Histoires
Combler le fossé des services de santé reproductive pour les femmes indigènes au Guatemala
Itzel est une jeune femme indigène K'iche’ qui vit dans le département de Quetzaltenango, au Guatemala. À 19 ans, elle était déjà mère de deux enfants et ne voulait pas d'une autre grossesse.
Itzel sait que de nombreuses habitantes de son village à la recherche de méthodes contraceptives doivent se rendre à la capitale municipale, un voyage qu'elle ne peut entreprendre en raison de contraintes financières. Elle a appris l'existence de APROFAM Elle a ensuite contacté une travailleuse communautaire bénévole, une femme indigène qui offre des conseils en matière de santé sexuelle et reproductive et qui parle la même langue qu'Itzel.
L'agent communautaire vient une fois par semaine en ville. Itzel lui a parlé et a décidé qu'il valait mieux commencer à prendre des contraceptifs oraux, car ils sont abordables, et peut-être que plus tard, elle pourrait se faire poser un stérilet.
Itzel a besoin d'une méthode contraceptive fiable car elle considère que, pour le moment, le plus important est de s'occuper de ses deux enfants et de pouvoir continuer à travailler comme cultivatrice de maïs et de haricots, ce qui demande beaucoup de temps et d'efforts, en plus de toutes les tâches ménagères.

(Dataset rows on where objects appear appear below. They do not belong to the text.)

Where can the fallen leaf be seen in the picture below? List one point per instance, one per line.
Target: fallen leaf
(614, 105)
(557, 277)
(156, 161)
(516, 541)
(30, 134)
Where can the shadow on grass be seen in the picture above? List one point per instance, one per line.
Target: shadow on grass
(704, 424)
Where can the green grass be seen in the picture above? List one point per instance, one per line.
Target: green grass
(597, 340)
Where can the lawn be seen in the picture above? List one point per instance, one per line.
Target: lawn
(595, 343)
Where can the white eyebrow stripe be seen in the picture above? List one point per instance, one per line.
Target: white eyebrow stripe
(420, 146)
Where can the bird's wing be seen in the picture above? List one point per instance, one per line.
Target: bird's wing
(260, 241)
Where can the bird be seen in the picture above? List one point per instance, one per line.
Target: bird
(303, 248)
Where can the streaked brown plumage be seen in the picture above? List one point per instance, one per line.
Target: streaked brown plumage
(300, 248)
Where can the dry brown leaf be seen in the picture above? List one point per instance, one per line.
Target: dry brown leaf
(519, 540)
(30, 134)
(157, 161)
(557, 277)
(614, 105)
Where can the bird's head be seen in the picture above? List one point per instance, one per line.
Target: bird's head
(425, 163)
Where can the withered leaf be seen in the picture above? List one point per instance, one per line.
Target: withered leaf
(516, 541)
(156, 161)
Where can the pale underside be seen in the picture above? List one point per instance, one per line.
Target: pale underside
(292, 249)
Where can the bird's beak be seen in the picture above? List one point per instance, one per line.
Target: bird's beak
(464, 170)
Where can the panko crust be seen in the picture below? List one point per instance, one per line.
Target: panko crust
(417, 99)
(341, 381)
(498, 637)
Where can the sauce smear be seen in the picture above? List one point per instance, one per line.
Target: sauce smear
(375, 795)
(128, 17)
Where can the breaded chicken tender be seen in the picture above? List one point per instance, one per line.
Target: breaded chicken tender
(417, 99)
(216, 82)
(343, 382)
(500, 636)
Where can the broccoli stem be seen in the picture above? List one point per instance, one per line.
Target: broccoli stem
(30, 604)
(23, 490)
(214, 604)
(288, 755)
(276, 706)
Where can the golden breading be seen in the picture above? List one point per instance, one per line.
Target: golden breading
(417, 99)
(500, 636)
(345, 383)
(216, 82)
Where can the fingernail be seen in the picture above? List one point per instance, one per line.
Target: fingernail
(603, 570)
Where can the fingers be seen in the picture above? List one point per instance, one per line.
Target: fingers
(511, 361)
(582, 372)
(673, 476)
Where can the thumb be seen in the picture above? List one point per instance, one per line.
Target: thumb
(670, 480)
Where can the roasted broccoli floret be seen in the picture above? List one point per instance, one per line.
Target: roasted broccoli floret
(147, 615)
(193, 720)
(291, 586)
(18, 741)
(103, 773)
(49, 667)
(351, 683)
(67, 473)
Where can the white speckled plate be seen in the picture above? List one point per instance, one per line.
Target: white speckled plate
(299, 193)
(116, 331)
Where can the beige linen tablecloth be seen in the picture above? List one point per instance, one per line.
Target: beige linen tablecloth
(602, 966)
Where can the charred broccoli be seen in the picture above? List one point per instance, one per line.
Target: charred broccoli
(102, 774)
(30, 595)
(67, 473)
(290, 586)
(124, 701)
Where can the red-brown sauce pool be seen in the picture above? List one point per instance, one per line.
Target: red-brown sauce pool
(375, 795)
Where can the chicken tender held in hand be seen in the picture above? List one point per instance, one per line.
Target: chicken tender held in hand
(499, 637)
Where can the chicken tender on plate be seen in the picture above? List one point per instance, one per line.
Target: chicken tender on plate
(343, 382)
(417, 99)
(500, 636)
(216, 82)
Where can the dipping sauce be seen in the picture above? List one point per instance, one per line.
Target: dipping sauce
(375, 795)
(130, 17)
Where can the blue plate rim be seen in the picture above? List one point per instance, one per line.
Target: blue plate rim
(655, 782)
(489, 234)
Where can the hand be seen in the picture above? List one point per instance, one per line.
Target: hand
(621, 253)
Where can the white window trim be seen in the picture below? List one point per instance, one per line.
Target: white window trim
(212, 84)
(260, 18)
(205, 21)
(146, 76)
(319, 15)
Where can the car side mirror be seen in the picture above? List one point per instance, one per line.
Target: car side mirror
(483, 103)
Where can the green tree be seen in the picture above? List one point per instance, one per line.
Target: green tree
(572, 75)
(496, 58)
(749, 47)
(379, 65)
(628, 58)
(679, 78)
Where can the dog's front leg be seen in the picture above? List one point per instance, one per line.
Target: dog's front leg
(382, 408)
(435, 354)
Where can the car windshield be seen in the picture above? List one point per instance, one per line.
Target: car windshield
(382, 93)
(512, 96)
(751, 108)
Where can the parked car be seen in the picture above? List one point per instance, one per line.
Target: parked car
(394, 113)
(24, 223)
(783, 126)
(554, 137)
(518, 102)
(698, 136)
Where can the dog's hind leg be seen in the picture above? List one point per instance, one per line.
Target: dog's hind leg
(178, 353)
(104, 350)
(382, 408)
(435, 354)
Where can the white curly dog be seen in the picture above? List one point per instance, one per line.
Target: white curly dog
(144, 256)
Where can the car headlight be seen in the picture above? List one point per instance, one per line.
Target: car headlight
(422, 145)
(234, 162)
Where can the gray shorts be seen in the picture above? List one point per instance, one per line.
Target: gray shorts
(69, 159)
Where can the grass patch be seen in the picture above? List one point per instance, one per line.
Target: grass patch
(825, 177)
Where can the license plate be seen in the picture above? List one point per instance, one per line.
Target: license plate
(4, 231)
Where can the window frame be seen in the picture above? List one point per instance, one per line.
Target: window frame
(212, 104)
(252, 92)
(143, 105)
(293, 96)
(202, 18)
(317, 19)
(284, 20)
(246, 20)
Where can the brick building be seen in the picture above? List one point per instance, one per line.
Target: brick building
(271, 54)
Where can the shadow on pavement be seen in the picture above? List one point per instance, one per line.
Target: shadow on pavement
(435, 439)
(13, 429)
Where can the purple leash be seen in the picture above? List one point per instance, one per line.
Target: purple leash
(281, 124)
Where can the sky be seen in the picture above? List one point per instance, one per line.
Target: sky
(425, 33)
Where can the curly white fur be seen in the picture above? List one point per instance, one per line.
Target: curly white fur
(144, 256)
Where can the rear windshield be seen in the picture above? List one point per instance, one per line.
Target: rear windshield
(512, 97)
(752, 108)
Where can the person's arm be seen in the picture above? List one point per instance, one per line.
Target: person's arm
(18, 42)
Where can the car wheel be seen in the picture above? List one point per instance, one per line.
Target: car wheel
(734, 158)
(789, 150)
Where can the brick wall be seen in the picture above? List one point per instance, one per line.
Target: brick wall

APROFAM dispose d'un réseau de près de 3 000 volontaires au Guatemala qui fournissent des soins personnalisés à des milliers d'indigènes vivant dans des zones rurales. Ils offrent des conseils personnalisés en matière de contraception et distribuent des méthodes contraceptives. L'équipe de santé mobile d'APROFAM coordonne également des visites avec les chefs de communautés afin de les sensibiliser à leurs services.
Comme APROFAM, des dizaines d'organisations partenaires de Fòs Feminista en Amérique latine et dans d'autres parties du monde fournissent des services de santé sexuelle et reproductive aux femmes, aux jeunes filles et aux populations autochtones de sexe différent. De nombreux services sont fournis dans les langues des communautés et sont souvent mis en œuvre par des personnes issues des communautés elles-mêmes.
Que ce soit en zapotèque au Mexique, en mopan au Belize, en aymara en Bolivie, en guarani au Paraguay ou ailleurs, nous nous engageons à défendre les droits des peuples autochtones et à combler le fossé en matière de soins de santé pour les communautés les plus mal desservies historiquement.